8 Responses to “Why I’m Taking Profits Before 2 p.m. (and You Should Too)”

  1. Money Calendar Alert Subscribers – If you have been getting my emails, we have had a busy week doing exactly what is mentioned in the article above… Please refer to the specifics in each email I sent you but we exited 4 positions this week ahead of todays FED decision…

    KO (Coca Cola)- You can see it above, closed this trade out for a small gain
    PCLN (Priceline)- Opened on Monday, closed a day later for a 100% gain
    COST (Costco) – Opened Sept 1, closed out yesterday for a 49% gain
    NKE (Nike) – Opened this week, closed out today for a 51% gain

    Again, Money Calendar sets the entry and exit dates, but this was one of those reports that could swing our profits into losses, so it was better to take the money and run. Greater than 200% in a week, not bad…
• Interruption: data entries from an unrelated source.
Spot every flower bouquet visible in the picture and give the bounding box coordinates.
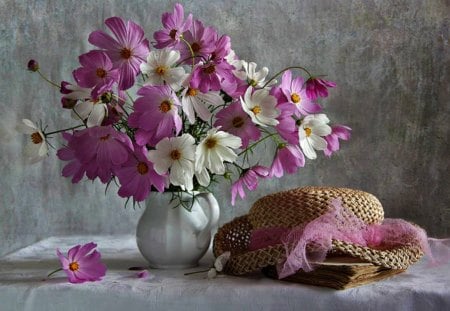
[20,4,350,207]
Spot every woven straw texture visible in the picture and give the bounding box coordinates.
[248,187,384,229]
[213,187,423,275]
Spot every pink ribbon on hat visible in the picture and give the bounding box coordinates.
[249,199,450,279]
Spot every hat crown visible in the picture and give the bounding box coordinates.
[248,186,384,229]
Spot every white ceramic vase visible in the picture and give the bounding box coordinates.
[136,192,220,269]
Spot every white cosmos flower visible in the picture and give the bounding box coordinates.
[148,134,195,191]
[225,49,247,80]
[71,100,108,127]
[298,113,331,160]
[241,86,280,127]
[140,49,186,91]
[242,60,277,87]
[195,128,242,174]
[16,119,48,163]
[181,87,224,124]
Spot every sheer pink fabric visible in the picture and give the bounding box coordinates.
[249,199,434,278]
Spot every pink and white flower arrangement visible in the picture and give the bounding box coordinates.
[20,4,351,207]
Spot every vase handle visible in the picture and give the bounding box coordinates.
[197,193,220,249]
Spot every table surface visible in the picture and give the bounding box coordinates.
[0,236,450,311]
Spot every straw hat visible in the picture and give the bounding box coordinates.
[213,187,423,275]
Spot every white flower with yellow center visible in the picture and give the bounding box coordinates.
[140,49,186,91]
[148,134,195,191]
[298,113,331,160]
[195,128,241,175]
[241,86,280,127]
[241,60,277,87]
[181,87,224,124]
[71,99,108,127]
[16,119,48,163]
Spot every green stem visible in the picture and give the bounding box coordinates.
[37,70,61,89]
[47,268,63,278]
[72,107,87,127]
[180,37,195,68]
[238,133,277,157]
[262,66,312,88]
[44,124,85,137]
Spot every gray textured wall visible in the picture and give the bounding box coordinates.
[0,0,450,255]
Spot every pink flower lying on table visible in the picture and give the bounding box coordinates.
[56,242,106,283]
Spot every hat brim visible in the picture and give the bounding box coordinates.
[213,215,423,275]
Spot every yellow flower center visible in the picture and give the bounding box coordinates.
[120,48,132,59]
[191,42,201,53]
[169,29,177,40]
[69,261,80,271]
[187,88,198,96]
[203,64,216,75]
[170,149,181,160]
[232,117,244,128]
[159,100,172,113]
[136,162,148,175]
[291,93,302,104]
[31,132,44,145]
[95,68,106,78]
[205,138,217,149]
[250,106,261,115]
[305,127,312,137]
[155,66,167,76]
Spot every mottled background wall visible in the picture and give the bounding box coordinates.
[0,0,450,255]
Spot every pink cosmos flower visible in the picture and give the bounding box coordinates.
[269,144,305,178]
[114,146,168,202]
[214,102,261,149]
[89,17,150,90]
[153,3,192,49]
[231,165,269,206]
[56,242,106,283]
[128,85,182,146]
[211,35,235,61]
[190,61,235,93]
[179,20,217,65]
[73,50,119,98]
[306,78,336,100]
[280,70,322,117]
[270,87,298,145]
[57,126,134,183]
[323,124,352,157]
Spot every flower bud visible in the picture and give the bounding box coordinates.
[27,59,39,72]
[223,172,232,180]
[59,81,73,94]
[100,92,113,104]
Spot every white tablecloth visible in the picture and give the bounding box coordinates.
[0,236,450,311]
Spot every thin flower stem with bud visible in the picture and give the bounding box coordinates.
[262,66,312,88]
[43,124,85,137]
[36,70,61,89]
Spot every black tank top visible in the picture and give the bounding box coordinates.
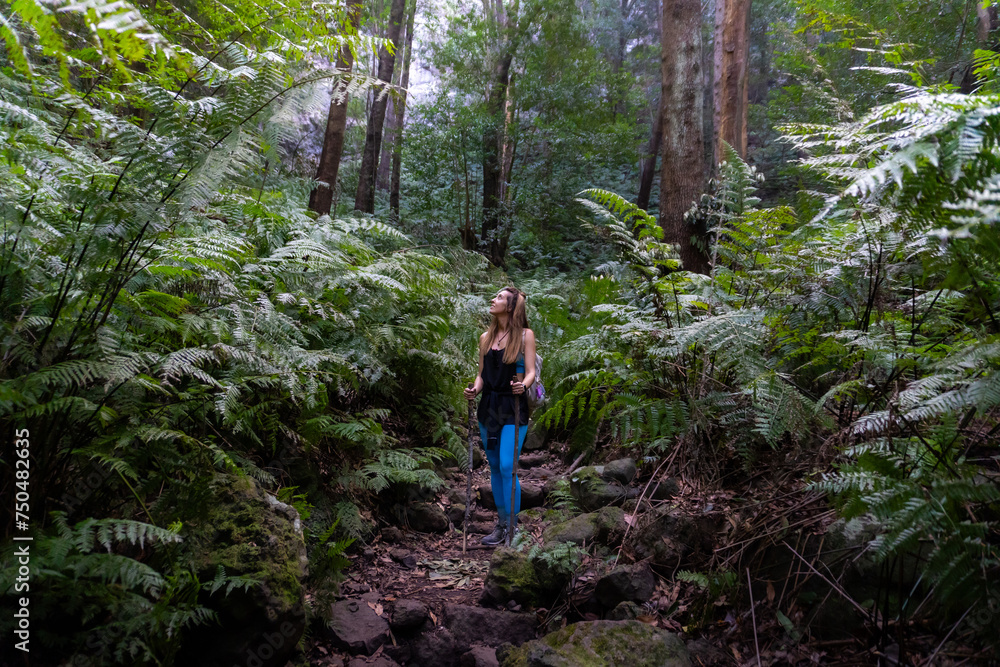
[476,348,528,433]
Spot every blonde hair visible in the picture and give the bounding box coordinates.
[479,287,528,364]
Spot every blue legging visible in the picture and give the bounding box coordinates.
[479,424,528,523]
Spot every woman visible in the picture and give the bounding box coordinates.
[465,287,535,545]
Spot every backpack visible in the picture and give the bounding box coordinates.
[521,332,547,412]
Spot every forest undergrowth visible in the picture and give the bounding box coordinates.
[0,2,1000,664]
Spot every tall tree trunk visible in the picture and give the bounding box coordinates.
[975,0,998,44]
[375,96,400,191]
[713,0,751,163]
[309,0,361,215]
[354,0,406,213]
[389,0,417,220]
[635,96,663,210]
[660,0,708,274]
[479,50,514,268]
[499,74,517,210]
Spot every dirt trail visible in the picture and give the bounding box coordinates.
[306,450,568,667]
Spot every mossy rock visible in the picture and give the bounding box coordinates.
[178,475,308,667]
[569,466,628,512]
[502,621,691,667]
[480,547,572,607]
[481,547,544,606]
[542,507,626,547]
[627,506,719,567]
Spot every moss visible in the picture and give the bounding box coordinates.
[504,621,691,667]
[185,476,305,610]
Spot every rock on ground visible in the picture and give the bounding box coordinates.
[327,600,389,655]
[406,503,448,533]
[628,506,718,567]
[594,563,656,609]
[601,459,635,484]
[444,604,538,651]
[480,547,570,607]
[459,646,500,667]
[501,621,691,667]
[389,599,427,632]
[569,466,628,512]
[177,475,308,667]
[542,507,626,547]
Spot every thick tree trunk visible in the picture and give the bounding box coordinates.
[660,0,708,274]
[375,97,399,192]
[354,0,406,213]
[309,0,361,215]
[389,0,417,220]
[635,95,663,210]
[713,0,751,163]
[479,50,514,268]
[976,0,998,44]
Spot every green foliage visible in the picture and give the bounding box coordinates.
[528,542,587,580]
[0,513,257,665]
[791,89,1000,612]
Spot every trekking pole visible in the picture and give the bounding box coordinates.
[507,394,521,547]
[462,384,476,556]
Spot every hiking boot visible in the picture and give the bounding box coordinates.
[482,523,507,547]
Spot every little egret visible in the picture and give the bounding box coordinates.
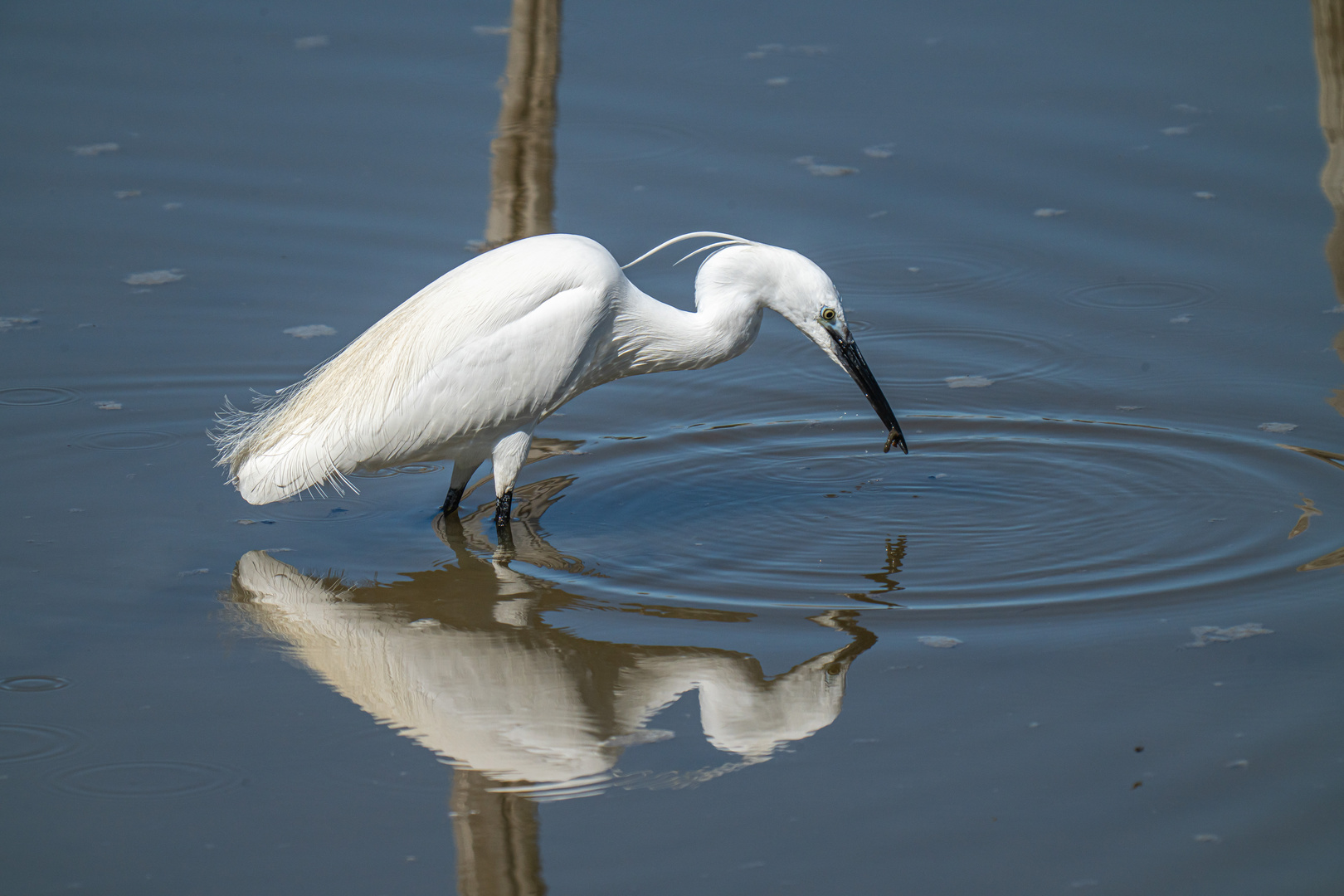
[212,231,908,527]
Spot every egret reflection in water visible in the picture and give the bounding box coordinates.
[227,477,876,894]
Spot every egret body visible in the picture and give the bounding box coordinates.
[214,232,908,523]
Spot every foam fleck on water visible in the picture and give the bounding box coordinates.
[121,267,186,286]
[285,324,336,338]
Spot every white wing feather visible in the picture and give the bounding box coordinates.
[212,234,624,504]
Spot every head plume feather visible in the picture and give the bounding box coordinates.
[621,230,759,270]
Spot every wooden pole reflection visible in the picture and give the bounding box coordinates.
[483,0,561,249]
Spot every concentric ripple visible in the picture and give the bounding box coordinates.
[0,386,80,407]
[0,723,80,763]
[50,762,242,799]
[266,494,380,523]
[564,416,1337,608]
[74,430,180,451]
[0,675,70,694]
[1064,280,1216,310]
[351,464,444,480]
[813,241,1035,297]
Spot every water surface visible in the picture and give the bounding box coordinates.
[0,2,1344,894]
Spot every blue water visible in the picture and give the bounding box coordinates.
[0,0,1344,896]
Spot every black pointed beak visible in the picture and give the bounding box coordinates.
[826,326,910,454]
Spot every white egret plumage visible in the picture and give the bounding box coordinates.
[214,231,908,523]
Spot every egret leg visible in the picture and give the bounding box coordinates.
[442,458,485,516]
[490,431,533,528]
[441,485,466,516]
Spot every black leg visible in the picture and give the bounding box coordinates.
[494,490,514,528]
[444,485,466,516]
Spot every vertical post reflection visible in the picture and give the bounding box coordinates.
[1312,0,1344,414]
[484,0,561,249]
[449,767,546,896]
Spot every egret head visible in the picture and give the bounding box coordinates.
[696,243,910,454]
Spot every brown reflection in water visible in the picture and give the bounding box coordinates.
[481,0,561,250]
[1279,0,1344,572]
[449,767,546,896]
[226,477,876,896]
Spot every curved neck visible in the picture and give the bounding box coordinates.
[613,280,765,376]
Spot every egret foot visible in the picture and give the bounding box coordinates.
[442,485,466,516]
[494,489,514,529]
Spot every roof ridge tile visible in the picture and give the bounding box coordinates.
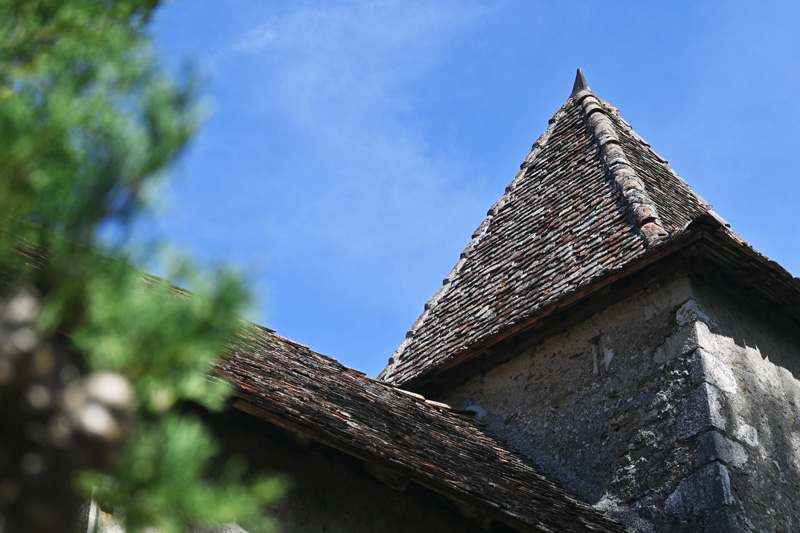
[573,89,668,246]
[378,98,572,379]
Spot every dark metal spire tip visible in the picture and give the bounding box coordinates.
[572,69,589,94]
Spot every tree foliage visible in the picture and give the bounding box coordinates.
[0,0,281,533]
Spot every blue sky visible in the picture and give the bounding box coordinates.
[143,0,800,376]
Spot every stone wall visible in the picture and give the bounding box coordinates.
[684,283,800,531]
[437,275,800,531]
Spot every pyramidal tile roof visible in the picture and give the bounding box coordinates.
[379,70,712,386]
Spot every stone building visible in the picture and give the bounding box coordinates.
[87,71,800,532]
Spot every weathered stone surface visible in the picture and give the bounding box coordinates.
[653,322,701,363]
[675,383,727,440]
[664,462,733,516]
[434,277,697,531]
[693,431,748,468]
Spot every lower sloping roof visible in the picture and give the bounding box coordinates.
[218,328,624,532]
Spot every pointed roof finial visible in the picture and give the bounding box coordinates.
[572,69,589,94]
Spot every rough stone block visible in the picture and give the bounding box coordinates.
[653,323,700,363]
[689,348,739,394]
[693,431,748,468]
[675,383,726,440]
[664,462,733,516]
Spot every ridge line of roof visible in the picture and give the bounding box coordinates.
[573,89,668,246]
[377,98,572,380]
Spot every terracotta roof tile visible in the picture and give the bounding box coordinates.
[218,328,624,532]
[380,70,711,387]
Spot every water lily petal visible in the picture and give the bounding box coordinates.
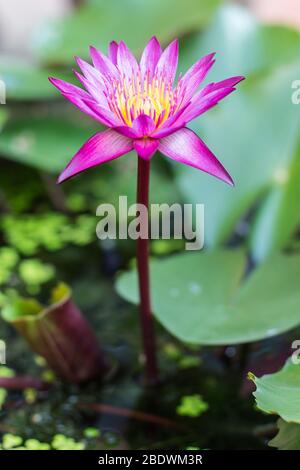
[83,98,122,127]
[49,77,90,98]
[117,41,139,78]
[108,41,119,65]
[58,129,133,183]
[133,139,159,160]
[140,36,162,78]
[158,128,233,185]
[75,57,104,85]
[115,114,155,139]
[176,87,235,126]
[90,46,120,79]
[74,70,108,108]
[181,52,215,103]
[155,39,179,84]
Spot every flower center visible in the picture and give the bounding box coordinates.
[107,72,181,127]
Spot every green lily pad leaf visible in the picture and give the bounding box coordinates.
[253,360,300,423]
[0,105,8,127]
[116,250,300,345]
[35,0,220,64]
[179,4,300,80]
[0,116,93,174]
[0,59,57,102]
[174,4,300,261]
[269,419,300,450]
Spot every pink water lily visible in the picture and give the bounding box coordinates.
[49,37,244,184]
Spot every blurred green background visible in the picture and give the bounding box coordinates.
[0,0,300,449]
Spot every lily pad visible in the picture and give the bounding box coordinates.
[253,358,300,424]
[269,419,300,450]
[116,250,300,345]
[35,0,220,64]
[0,59,57,102]
[174,7,300,261]
[0,116,93,173]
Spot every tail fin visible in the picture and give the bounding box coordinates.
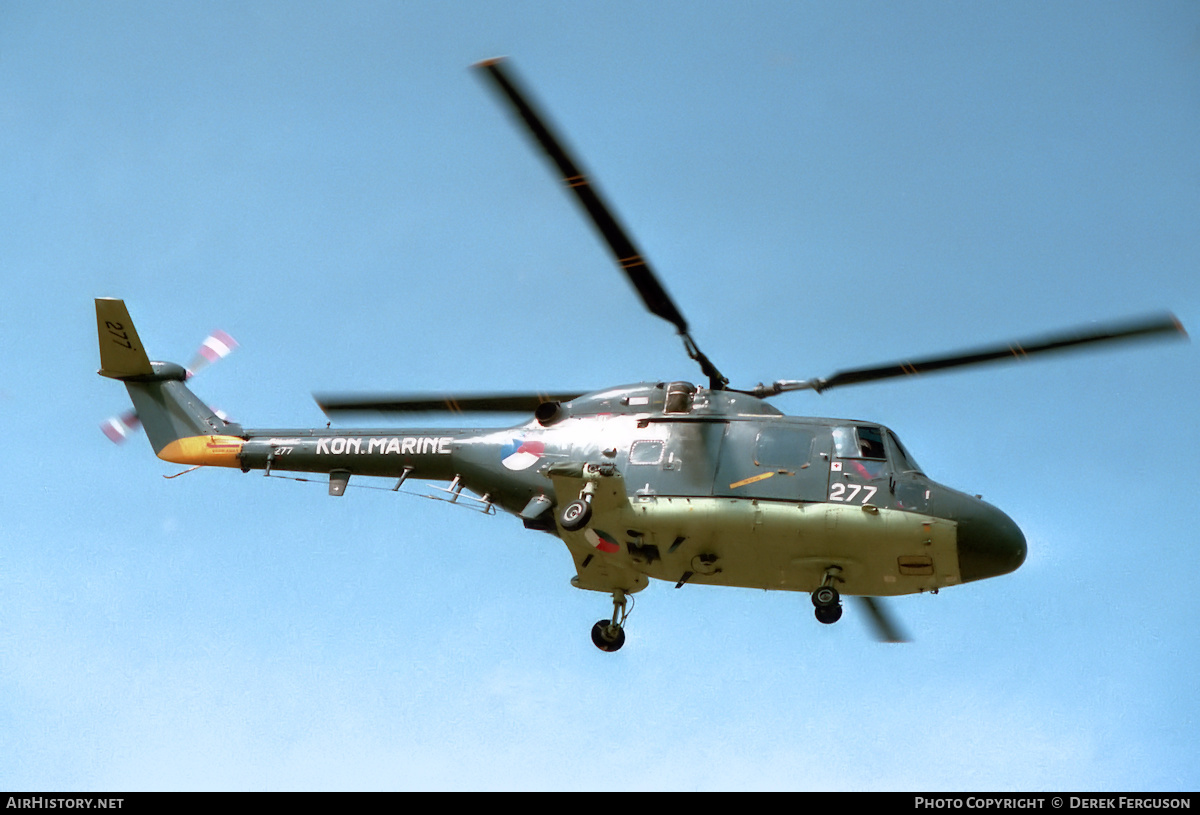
[96,298,242,467]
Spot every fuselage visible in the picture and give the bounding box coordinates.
[160,382,1026,595]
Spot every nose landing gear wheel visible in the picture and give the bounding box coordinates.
[558,499,592,532]
[814,604,841,625]
[592,619,625,652]
[812,586,841,625]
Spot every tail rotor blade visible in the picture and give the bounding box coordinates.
[100,411,142,444]
[187,329,238,376]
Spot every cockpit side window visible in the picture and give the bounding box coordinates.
[833,425,887,479]
[833,425,887,461]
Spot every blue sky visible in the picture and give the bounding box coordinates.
[0,2,1200,790]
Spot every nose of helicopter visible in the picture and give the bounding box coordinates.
[938,493,1026,582]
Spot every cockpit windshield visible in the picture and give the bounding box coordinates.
[888,430,924,475]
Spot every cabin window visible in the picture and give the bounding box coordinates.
[629,441,664,465]
[754,425,814,471]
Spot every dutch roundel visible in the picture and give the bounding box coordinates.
[500,438,546,469]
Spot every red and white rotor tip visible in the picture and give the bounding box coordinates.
[100,411,142,444]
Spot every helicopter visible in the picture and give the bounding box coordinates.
[95,59,1187,652]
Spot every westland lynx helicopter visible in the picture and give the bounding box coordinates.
[96,60,1186,652]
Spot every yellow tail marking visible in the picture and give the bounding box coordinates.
[158,436,241,467]
[730,471,775,490]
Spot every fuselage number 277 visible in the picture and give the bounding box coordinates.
[829,481,880,504]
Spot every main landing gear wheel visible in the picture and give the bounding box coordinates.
[812,586,841,625]
[592,588,629,653]
[592,619,625,652]
[558,499,592,532]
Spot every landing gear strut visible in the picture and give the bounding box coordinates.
[592,588,629,652]
[812,567,841,625]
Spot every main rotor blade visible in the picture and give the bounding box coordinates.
[858,597,908,642]
[748,313,1188,397]
[313,392,583,415]
[475,59,728,389]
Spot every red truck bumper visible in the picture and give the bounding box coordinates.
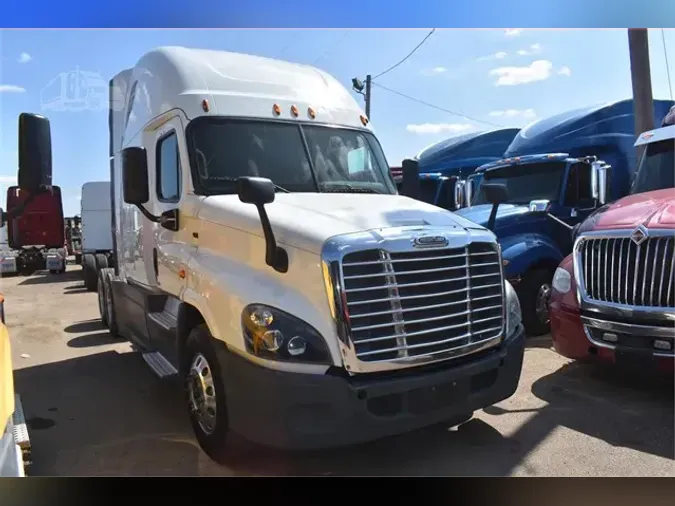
[549,259,675,374]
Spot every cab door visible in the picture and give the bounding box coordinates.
[146,115,192,297]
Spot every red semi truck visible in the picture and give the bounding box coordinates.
[549,108,675,373]
[0,186,67,275]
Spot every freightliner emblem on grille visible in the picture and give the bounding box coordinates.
[630,225,649,246]
[413,235,448,248]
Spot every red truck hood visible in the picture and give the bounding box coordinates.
[7,186,66,249]
[583,188,675,232]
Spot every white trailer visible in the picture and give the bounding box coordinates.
[80,181,113,292]
[21,47,524,460]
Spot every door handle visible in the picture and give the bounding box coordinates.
[152,248,159,277]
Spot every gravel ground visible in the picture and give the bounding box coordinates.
[0,266,675,476]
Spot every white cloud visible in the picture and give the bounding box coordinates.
[490,109,537,118]
[422,65,450,76]
[0,175,16,186]
[0,84,26,93]
[489,60,553,86]
[478,51,509,61]
[517,43,541,56]
[405,123,473,135]
[558,65,572,77]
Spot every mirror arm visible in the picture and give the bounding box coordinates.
[546,213,574,230]
[136,204,161,223]
[256,204,288,273]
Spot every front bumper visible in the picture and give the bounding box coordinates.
[549,301,675,374]
[223,326,525,450]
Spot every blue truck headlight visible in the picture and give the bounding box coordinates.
[241,304,332,365]
[504,280,523,337]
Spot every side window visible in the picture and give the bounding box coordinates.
[565,163,593,209]
[157,132,181,202]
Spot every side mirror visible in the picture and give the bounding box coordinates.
[591,161,611,205]
[453,179,466,209]
[401,158,421,200]
[483,183,509,206]
[122,147,150,206]
[464,179,473,207]
[529,200,551,214]
[237,177,288,273]
[18,112,52,194]
[481,183,509,232]
[237,177,275,206]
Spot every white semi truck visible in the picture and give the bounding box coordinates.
[80,181,113,292]
[21,47,524,461]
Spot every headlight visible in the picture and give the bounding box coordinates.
[504,280,523,337]
[241,304,332,365]
[552,267,572,293]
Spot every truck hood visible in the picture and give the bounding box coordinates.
[579,188,675,233]
[455,204,529,227]
[199,193,483,254]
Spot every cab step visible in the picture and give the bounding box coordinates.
[12,394,32,476]
[141,351,178,379]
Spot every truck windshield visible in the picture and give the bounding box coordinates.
[472,162,565,206]
[630,139,675,193]
[187,118,396,195]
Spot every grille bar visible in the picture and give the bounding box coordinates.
[579,236,675,307]
[340,242,504,362]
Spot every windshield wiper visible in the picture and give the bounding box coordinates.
[208,176,291,193]
[321,184,382,194]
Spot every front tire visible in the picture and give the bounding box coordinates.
[181,324,229,463]
[82,254,98,292]
[518,269,553,337]
[97,268,119,337]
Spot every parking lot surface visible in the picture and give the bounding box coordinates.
[0,266,675,476]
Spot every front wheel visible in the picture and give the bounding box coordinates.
[518,269,553,337]
[182,324,229,463]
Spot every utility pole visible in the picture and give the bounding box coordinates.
[628,28,654,160]
[365,74,371,117]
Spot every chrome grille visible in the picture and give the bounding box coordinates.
[342,242,503,362]
[578,234,675,307]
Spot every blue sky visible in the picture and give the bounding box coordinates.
[0,29,675,215]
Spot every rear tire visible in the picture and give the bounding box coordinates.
[181,324,229,464]
[518,269,553,337]
[96,253,109,270]
[82,254,98,292]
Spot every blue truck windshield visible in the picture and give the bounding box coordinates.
[630,139,675,193]
[187,118,396,195]
[471,162,566,206]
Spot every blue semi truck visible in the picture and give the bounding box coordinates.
[456,100,675,336]
[391,128,520,209]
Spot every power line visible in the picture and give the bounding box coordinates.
[661,28,673,100]
[312,28,352,65]
[373,83,504,128]
[371,28,436,80]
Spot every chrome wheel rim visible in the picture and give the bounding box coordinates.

    Now we can sit back, wait until 2pm, and watch the fireworks from afar, without stress… A bird in the hand… right?


  2. Tom,
    Your comments above seem right on. I really wish you had said this from the beginning of your advisery service. There have been numerous occasions when we were initially significantly in the green and then turned negative. One such event was the first GS trade. It was up significantly prior to announcing earnings then crashed thereafter. I thought I was following your strategy correctly by holding through earnings. KO and NE were also significantly up before going negative. Boy do I feel stupid for doing what you had recommended instead of listening to what you suggest now. This has also stopped me from taking your bullish trades after the markets crashed as I did not feel waiting to either double or wait for your expiration date was worth taking the trades. Do you have any other suggestions, or is this going to be how to trade going forward? I ask this because the markets will remain volatile probably at least until the end of the year or beyond. Keith

  3. Thanks for the comments all… Its been a busy week!

    I am expecting another week or two of continued volatility and possibly a retest of the August lows, then I think we slow down the craziness a bit. I plan on tightening up my trades a lot for the next two weeks, with stingy limit orders due to the swings.

    Keith – Over the last years of doing this I relied solely on the entry and exit dates, and not all the minutia between those dates. What I also know is that with increases in volatility and uncertainty, its best to exit no matter what ahead of earnings or a major report like the FED decision. All my research has shown that in those cases, theres not much more to be made afterwards. Tough to get ahead of the curve immediately when it happens, but we are there now. In future cases like this, we will take less rewards, but also less risk too.

    Roland – SU had an entry date of Wednesday, so its only been open since then. And with the drop in the markets, I expect SU and NE to pullback as well. These both have exit dates at the beginning of October so we have time and volatility on our side with these. I will be posting videos on what to do next to go out Monday or Tuesday.